Question

How many \[3\times 3\] matrices M with entries from {0, 1, and 2} are there, for which the sum of the diagonal entries of \[{{M}^{T}}M\] is 5?

Answer 1

Hint:
To solve the answer to this question, we should have proper knowledge of finding the transpose of a matrix, and also we should have knowledge of multiplying the matrix. In this question, first we will take a matrix in the form of \[M=\left( \begin{matrix}
   a & b & c \\
   d & e & f \\
   g & h & i \\
\end{matrix} \right)\] and find the transpose of a matrix M. After that, we will multiply the matrix M with the transpose of the same matrix M. After multiplying the matrices, we will get the resultant matrix. After getting the resultant matrix, we will find the sum of diagonal elements of the resultant matrix. After that, we will find the combinations of getting the sum as 5 by putting the values of a, b, c, d, e, f, g, h, and i as 0, 1 and 2. And, one should also have a proper knowledge of permutation and combination such as \[{}^{n}{{C}_{r}}=\left( \begin{matrix}
   n \\
   r \\
\end{matrix} \right)=\dfrac{n!}{r!(n-r)!}\].
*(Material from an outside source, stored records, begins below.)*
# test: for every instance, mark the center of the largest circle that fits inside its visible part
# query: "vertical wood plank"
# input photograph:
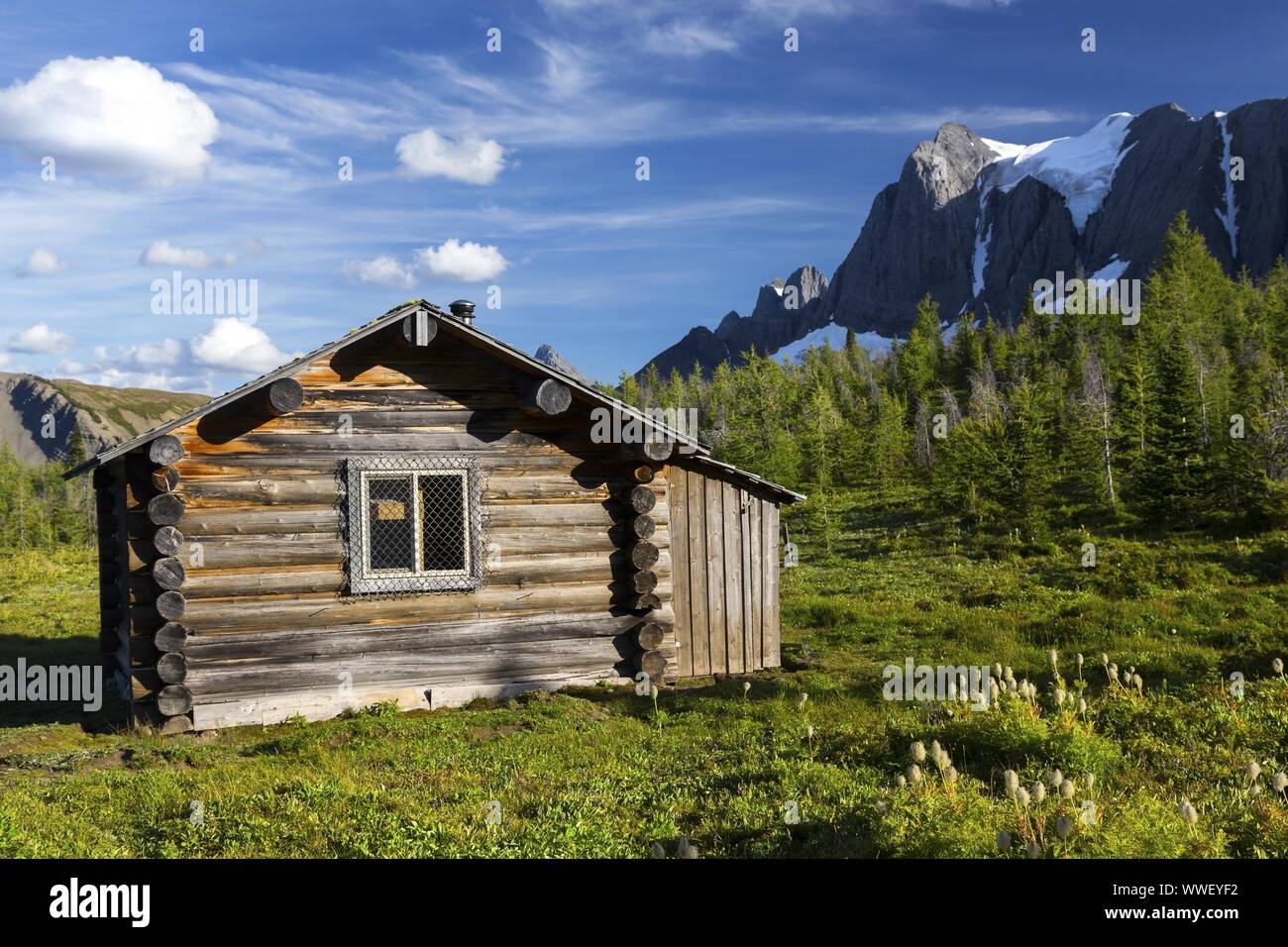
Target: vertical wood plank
(755, 582)
(678, 497)
(713, 491)
(734, 654)
(697, 527)
(773, 629)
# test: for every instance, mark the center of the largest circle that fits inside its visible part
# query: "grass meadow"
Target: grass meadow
(807, 761)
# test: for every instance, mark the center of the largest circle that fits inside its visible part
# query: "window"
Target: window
(413, 523)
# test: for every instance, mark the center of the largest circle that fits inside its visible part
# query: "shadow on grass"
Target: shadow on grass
(81, 651)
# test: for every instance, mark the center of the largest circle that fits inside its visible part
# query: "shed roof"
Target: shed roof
(699, 454)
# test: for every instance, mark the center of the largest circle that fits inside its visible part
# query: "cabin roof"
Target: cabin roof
(699, 455)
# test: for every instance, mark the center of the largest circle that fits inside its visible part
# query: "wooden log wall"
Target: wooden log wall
(724, 543)
(236, 571)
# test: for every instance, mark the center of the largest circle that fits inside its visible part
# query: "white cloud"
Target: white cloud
(239, 347)
(468, 262)
(40, 339)
(473, 159)
(44, 262)
(382, 270)
(690, 39)
(112, 115)
(162, 253)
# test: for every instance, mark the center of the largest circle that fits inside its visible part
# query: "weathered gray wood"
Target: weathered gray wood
(167, 540)
(423, 637)
(170, 605)
(171, 668)
(678, 497)
(416, 330)
(697, 528)
(732, 561)
(171, 637)
(643, 581)
(167, 574)
(548, 397)
(165, 509)
(649, 635)
(640, 499)
(174, 699)
(653, 663)
(645, 603)
(165, 478)
(165, 450)
(283, 395)
(713, 491)
(643, 556)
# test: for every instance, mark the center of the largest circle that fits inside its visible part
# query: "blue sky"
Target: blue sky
(514, 169)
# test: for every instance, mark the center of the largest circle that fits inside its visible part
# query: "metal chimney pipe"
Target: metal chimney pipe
(464, 311)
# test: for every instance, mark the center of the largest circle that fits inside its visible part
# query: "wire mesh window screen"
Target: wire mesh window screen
(413, 523)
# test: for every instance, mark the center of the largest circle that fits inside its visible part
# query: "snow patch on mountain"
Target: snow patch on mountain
(1228, 218)
(1081, 167)
(832, 335)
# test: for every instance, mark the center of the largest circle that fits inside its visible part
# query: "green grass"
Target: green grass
(596, 772)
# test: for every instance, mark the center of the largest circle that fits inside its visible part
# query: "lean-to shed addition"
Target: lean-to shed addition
(420, 513)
Complete step by step answer:
Let us suppose, we have a matrix of M order of \[3\times 3\],
\[M=\left( \begin{matrix}
   a & b & c \\
   d & e & f \\
   g & h & i \\
\end{matrix} \right)\]
Therefore, transpose of M will be
\[{{M}^{T}}=\left( \begin{matrix}
   a & d & g \\
   b & e & h \\
   c & f & i \\
\end{matrix} \right)\]
Then, \[{{M}^{T}}M=\left( \begin{matrix}
   a & d & g \\
   b & e & h \\
   c & f & i \\
\end{matrix} \right)\left( \begin{matrix}
   a & b & c \\
   d & e & f \\
   g & h & i \\
\end{matrix} \right)\]
\[\Rightarrow \] \[{{M}^{T}}M=\left( \begin{matrix}
   {{a}^{2}}+{{d}^{2}}+{{g}^{2}} & ab+de+gh & ac+df+gi \\
   ba+ed+hg & {{b}^{2}}+{{e}^{2}}+{{h}^{2}} & bc+ef+hi \\
   ca+fd+ig & cb+fe+ih & {{c}^{2}}+{{f}^{2}}+{{i}^{2}} \\
\end{matrix} \right)\]
Now, we will find the sum of the diagonal entries.
Let, S be the sum of sum of diagonal entries
\[S={{a}^{2}}+{{d}^{2}}+{{g}^{2}}+{{b}^{2}}+{{e}^{2}}+{{h}^{2}}+{{c}^{2}}+{{f}^{2}}+{{i}^{2}}\]
\[\Rightarrow \] \[S={{a}^{2}}+{{b}^{2}}+{{c}^{2}}+{{d}^{2}}+{{e}^{2}}+{{f}^{2}}+{{g}^{2}}+{{h}^{2}}+{{i}^{2}}\]
Now, we will have to find the combinations of S=5 by putting the values of a, b, c, d, e, f, g, h, and i as 0, 1 and 2.
For the above, we are having two possibilities,
First, \[5={{1}^{2}}+{{1}^{2}}+{{1}^{2}}+{{1}^{2}}+{{1}^{2}}+{{0}^{2}}+{{0}^{2}}+{{0}^{2}}+{{0}^{2}}\]
Second, \[~5={{2}^{2}}+{{1}^{2}}+{{0}^{2}}+{{0}^{2}}+{{0}^{2}}+{{0}^{2}}+{{0}^{2}}+{{0}^{2}}+{{0}^{2}}\]
In both the above cases, we are having 9 entries.
In the first case, we have 5 elements of 1 and 4 elements of 0.
Therefore, the total number of combinations we will have \[{}^{9}{{C}_{5}}\times {}^{4}{{C}_{4}}=\left( \begin{matrix}
   9 \\
   5 \\
\end{matrix} \right)\times \left( \begin{matrix}
   4 \\
   4 \\
\end{matrix} \right)=\dfrac{9!}{5!\left( 9-5 \right)!}\times \dfrac{4!}{4!\left( 4-4 \right)!}=\dfrac{9\times 8\times 7\times 6\times 5}{5\times 4\times 3\times 2\times 1}\times 1=126\]
In the second case, we have one element of 2, one element of 1 and 6 elements of 0.
Therefore, the total number of combinations we will have in the second case\[{}^{9}{{C}_{7}}\times {}^{2}{{C}_{1}}\times {}^{1}{{C}_{1}}=\left( \begin{matrix}
   9 \\
   7 \\
\end{matrix} \right)\times \left( \begin{matrix}
   2 \\
   1 \\
\end{matrix} \right)\times \left( \begin{matrix}
   1 \\
   1 \\
\end{matrix} \right)=\dfrac{9!}{7!(9-7)!}\times \dfrac{2!}{1!(2-1)!}\times 1=\dfrac{9\times 8}{2\times 1}\times 2=72\]
Hence, the total number of combinations ( i.e. total number of matrices with entries from {0, 1 and 2} for which the sum of diagonal entries of \[{{M}^{T}}M\]is 5) is 126+72 = 198.

Note:
One should always remember the formulas of permutation and combinations. And also have the knowledge in the matrix. For example, multiplying the matrices and finding the transpose of a matrix. Someone can make mistake in finding the transpose and multiplying the matrices. So, be aware of that thing.